Overall, a decent and thoughtful collection of stories, though not as unified and stunning as FAMILY DANCING.
A Literary Force to be Reckoned With!
I have to admit I've been a fan of David Leavitt's writing for some time, and I've read almost everything he has ever published. I had my doubts about his handling nine short stories, but after repeated reminders by my friends who loved this book that I should read it, I finally sat down and read the book right through in one evening. I wasn't disappointed in the least. Here is a book of short stories that are timeless, that I believe will be long remembered and become classics. David is truly experimenting with different forms of writing and styles here, and he is very successful....
Although all of the nine stories are exceptionally good, the three that stand out for me, and I believe the majority of readers, are definitely, "The Infection Scene", "Black Box, and the title story, "The Marble Quilt". "The Infection Scene" parallels the past and present of two different lives. It deals with the life of Lord Alfred Douglas, during and after his affair with Oscar Wilde, and the life of a fictitious young man named Christopher, who has an obsession with getting AIDS by having unprotected ...[realations] with his lover named Anthony, who is HIV- positive. It shows how restraint & doing the safe thing is just too hard for some people to cope with. It has the power, in this case, to make Christopher do a deadly thing, and not care about the end results. "The Black Box" deals with the death of Bob Bookman's lover... And "The Marble Quilt" tells the story of Vincent, who's ex-lover Tom, is found murdered in his apartment in Rome. Each story deals with death in a different way, and it's the intriguing results that affects the remaining partners' lives that make these stories so realistic and enjoyable.
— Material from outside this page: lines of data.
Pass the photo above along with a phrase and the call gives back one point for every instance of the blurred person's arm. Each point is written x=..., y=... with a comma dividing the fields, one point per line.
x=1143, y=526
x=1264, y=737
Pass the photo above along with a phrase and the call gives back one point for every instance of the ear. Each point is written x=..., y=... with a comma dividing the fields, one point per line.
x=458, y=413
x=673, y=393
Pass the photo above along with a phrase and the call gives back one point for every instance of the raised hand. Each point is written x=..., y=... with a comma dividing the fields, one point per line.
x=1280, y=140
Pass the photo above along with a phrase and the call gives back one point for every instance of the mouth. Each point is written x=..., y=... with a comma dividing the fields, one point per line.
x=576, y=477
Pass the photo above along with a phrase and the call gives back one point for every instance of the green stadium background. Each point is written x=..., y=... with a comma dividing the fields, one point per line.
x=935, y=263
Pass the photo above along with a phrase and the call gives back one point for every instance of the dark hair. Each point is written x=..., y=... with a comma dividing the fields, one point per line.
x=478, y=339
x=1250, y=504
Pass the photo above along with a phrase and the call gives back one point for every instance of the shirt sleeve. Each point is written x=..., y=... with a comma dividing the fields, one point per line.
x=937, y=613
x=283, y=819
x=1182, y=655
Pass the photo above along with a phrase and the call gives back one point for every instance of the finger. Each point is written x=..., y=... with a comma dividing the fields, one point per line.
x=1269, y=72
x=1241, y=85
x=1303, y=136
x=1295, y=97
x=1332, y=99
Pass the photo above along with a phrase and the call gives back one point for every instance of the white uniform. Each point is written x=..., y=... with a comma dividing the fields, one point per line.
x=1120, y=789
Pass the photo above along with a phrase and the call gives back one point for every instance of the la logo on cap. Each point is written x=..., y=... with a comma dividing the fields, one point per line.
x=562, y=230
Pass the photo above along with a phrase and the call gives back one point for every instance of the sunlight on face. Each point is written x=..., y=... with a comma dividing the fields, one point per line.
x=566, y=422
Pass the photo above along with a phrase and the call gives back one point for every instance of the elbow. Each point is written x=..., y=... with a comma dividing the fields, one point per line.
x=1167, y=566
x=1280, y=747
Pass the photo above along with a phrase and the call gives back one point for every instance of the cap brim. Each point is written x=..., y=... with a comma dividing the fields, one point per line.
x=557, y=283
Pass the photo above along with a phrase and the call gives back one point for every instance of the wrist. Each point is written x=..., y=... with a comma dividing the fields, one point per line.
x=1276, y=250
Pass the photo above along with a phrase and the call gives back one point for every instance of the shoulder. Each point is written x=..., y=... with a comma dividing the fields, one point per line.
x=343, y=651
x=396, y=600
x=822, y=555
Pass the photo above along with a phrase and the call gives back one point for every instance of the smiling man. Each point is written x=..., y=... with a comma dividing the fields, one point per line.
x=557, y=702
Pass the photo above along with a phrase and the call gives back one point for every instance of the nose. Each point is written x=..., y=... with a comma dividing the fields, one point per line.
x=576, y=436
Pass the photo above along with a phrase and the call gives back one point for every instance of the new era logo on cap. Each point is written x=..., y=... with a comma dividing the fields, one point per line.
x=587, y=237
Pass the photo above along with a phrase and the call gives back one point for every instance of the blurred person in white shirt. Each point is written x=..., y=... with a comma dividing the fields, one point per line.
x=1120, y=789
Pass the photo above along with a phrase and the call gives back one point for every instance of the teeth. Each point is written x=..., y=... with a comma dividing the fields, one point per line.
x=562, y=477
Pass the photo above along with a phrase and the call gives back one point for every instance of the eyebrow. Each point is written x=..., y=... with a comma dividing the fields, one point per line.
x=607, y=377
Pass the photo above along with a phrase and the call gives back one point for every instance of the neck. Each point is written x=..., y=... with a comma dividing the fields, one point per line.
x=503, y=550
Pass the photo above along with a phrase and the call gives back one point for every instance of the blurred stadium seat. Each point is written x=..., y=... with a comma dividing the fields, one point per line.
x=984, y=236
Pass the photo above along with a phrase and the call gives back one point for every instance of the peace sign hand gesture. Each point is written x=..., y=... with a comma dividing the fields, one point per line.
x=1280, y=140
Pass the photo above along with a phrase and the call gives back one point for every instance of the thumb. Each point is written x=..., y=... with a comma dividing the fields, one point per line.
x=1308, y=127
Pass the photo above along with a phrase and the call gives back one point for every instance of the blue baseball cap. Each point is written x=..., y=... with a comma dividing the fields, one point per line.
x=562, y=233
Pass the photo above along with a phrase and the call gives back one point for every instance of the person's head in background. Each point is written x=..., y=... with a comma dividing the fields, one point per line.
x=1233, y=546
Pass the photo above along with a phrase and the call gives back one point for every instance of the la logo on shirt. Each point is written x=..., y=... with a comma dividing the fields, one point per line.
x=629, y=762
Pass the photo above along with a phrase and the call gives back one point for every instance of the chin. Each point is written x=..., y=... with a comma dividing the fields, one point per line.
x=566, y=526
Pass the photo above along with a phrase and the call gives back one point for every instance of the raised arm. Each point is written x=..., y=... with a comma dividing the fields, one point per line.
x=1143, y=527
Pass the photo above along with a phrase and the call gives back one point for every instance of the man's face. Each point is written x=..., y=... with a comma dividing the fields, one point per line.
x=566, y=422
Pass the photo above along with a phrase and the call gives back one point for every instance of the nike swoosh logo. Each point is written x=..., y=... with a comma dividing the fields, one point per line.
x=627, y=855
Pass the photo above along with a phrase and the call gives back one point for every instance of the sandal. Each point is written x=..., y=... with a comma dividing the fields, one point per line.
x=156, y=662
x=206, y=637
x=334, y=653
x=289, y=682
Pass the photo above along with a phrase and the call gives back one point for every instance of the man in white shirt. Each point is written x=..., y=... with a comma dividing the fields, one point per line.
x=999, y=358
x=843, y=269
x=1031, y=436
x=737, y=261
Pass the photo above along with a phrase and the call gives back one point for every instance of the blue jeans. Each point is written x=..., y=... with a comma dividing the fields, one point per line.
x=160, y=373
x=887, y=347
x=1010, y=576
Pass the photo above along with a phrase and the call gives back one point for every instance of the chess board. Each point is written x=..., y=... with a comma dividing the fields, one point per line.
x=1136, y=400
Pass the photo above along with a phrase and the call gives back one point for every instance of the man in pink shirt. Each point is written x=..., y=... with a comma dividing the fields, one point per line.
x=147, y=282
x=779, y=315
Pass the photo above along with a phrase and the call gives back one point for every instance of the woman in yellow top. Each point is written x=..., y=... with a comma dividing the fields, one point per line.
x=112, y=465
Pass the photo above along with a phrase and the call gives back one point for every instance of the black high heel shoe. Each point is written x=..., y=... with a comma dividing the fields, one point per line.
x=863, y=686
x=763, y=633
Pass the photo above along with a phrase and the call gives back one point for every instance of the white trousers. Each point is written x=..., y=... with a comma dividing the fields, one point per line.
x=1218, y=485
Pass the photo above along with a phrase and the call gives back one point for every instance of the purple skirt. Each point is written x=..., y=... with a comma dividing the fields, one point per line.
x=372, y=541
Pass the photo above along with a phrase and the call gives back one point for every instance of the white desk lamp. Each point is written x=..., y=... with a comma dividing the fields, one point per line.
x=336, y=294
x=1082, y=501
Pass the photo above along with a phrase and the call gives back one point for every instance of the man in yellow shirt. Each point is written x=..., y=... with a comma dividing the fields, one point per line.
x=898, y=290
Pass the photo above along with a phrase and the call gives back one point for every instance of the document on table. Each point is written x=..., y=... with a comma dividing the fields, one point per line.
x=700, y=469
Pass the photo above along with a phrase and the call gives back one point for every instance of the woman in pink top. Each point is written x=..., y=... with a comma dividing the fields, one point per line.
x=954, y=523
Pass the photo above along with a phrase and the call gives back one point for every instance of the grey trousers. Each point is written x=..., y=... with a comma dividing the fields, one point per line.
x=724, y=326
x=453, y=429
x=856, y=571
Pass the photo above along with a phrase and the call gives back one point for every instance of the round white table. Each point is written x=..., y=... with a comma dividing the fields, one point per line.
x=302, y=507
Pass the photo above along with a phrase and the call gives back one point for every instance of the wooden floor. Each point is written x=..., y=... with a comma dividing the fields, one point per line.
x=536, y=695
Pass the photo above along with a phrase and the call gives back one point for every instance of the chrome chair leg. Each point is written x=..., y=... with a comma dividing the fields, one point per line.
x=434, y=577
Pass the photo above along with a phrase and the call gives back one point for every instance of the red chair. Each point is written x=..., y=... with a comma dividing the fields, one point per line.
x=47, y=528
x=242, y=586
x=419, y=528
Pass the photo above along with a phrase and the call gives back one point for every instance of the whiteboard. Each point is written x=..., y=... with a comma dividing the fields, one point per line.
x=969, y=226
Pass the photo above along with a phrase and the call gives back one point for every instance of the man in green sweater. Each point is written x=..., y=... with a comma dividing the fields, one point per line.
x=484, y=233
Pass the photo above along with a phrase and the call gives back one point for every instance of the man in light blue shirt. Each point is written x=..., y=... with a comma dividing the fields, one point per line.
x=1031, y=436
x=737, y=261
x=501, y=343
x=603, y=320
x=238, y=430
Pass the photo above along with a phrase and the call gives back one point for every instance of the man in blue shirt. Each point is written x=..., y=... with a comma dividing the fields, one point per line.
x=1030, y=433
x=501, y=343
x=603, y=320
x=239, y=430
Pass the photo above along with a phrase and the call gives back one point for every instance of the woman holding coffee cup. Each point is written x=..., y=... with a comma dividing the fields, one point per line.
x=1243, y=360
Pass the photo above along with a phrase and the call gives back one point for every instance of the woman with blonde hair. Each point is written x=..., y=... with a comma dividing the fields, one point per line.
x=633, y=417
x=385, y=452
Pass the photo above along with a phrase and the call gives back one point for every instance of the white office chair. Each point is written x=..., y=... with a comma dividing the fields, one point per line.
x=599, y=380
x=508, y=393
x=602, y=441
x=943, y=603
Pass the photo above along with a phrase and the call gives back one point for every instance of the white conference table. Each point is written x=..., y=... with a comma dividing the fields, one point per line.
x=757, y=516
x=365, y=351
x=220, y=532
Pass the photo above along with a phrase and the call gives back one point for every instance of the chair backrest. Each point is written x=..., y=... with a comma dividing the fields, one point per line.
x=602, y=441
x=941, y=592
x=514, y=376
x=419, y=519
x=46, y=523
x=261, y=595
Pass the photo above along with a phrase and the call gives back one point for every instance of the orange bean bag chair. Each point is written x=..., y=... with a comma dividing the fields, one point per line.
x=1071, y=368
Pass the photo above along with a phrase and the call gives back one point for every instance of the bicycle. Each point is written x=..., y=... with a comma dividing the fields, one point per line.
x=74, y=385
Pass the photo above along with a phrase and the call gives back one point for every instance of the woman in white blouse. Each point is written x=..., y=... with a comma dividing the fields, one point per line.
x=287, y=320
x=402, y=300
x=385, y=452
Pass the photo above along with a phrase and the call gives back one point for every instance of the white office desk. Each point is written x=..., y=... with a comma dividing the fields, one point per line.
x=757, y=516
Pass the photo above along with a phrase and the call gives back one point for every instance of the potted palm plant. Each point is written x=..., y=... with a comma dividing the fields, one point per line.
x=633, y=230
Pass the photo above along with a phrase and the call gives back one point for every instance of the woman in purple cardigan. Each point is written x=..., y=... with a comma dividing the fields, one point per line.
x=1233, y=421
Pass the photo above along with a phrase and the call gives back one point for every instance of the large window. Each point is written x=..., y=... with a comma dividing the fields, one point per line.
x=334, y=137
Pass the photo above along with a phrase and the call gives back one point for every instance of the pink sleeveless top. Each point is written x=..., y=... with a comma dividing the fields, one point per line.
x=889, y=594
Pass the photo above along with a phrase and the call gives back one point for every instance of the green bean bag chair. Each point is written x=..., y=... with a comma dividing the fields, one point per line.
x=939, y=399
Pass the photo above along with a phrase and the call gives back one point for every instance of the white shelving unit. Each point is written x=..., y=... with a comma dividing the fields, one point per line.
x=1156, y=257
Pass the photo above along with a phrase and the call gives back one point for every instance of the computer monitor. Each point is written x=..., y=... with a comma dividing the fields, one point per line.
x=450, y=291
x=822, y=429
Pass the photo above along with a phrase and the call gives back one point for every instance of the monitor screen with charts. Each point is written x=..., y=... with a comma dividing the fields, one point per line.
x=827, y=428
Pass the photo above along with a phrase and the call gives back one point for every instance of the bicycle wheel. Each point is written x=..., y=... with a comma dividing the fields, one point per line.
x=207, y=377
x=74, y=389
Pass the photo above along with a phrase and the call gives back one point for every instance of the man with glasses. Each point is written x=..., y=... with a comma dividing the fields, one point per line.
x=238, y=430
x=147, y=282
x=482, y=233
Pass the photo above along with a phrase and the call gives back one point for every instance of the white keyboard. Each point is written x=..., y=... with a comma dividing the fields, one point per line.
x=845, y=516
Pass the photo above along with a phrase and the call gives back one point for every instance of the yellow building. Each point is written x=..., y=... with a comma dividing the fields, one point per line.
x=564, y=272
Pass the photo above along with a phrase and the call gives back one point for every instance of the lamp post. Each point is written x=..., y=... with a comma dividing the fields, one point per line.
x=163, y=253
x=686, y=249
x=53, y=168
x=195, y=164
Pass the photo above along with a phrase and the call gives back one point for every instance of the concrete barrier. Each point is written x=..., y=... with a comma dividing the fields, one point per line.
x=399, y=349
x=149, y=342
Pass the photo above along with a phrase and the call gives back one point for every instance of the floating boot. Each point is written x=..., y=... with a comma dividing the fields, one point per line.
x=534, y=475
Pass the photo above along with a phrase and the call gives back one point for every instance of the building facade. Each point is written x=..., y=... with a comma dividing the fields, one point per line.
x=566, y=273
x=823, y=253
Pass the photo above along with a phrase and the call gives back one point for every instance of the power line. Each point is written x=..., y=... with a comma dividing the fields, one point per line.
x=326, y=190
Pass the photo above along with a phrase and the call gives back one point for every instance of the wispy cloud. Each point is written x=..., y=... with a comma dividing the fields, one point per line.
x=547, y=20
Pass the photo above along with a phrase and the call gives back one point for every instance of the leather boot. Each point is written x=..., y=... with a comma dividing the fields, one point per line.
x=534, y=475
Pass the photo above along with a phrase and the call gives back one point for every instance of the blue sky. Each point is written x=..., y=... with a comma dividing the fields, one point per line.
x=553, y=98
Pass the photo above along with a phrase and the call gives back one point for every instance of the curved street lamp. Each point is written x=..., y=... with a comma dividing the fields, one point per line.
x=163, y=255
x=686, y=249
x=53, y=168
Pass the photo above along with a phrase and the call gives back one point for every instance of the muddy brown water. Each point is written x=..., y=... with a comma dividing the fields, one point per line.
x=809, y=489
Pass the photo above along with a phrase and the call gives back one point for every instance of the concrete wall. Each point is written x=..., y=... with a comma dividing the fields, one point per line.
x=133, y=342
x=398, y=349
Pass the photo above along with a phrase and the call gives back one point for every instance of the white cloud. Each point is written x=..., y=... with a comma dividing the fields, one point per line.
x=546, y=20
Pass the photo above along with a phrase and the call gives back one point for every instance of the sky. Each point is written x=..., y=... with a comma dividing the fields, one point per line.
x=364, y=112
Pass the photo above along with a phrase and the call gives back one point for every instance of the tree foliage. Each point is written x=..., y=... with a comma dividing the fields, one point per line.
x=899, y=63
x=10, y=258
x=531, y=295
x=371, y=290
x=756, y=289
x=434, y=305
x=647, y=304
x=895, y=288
These stories may sound depressing to read, but they're not. They are as much about living as they are about dying. You'll find yourself asking, "What would I do in the same situations". I'm still thinking about it myself. This is one of David Leavitt's best books yet. It's for sure, we can look forward to more brilliant writing like this from this wonderful author. Highly Recommended!
Remarkable stories
"The Marble Quilt" is a remarkable and varied collection of short fiction by David Leavitt.
Contrary to most collections I've encountered, I found that each of these pieces were possessed of a certain captivating quality. Though I won't claim to have been mesmerized by each story, the majority are worthy of being singled out, though space permits me to mention only three. "The List" is an epistolary story for the computer age. "The Black Box" is an ironically timed piece which concerns a man coming to terms with the loss of his companion in a plane crash. "Crossing St. Gottard," is the first story in the collection and also first in my heart. An outstanding prose piece worthy of Forster. Erotically charged, yet never coarse. One is left contented if not quite sated.
These stories enhance Mr. Leavitt's already considerable reputation as a gifted chronicler of the American experiance.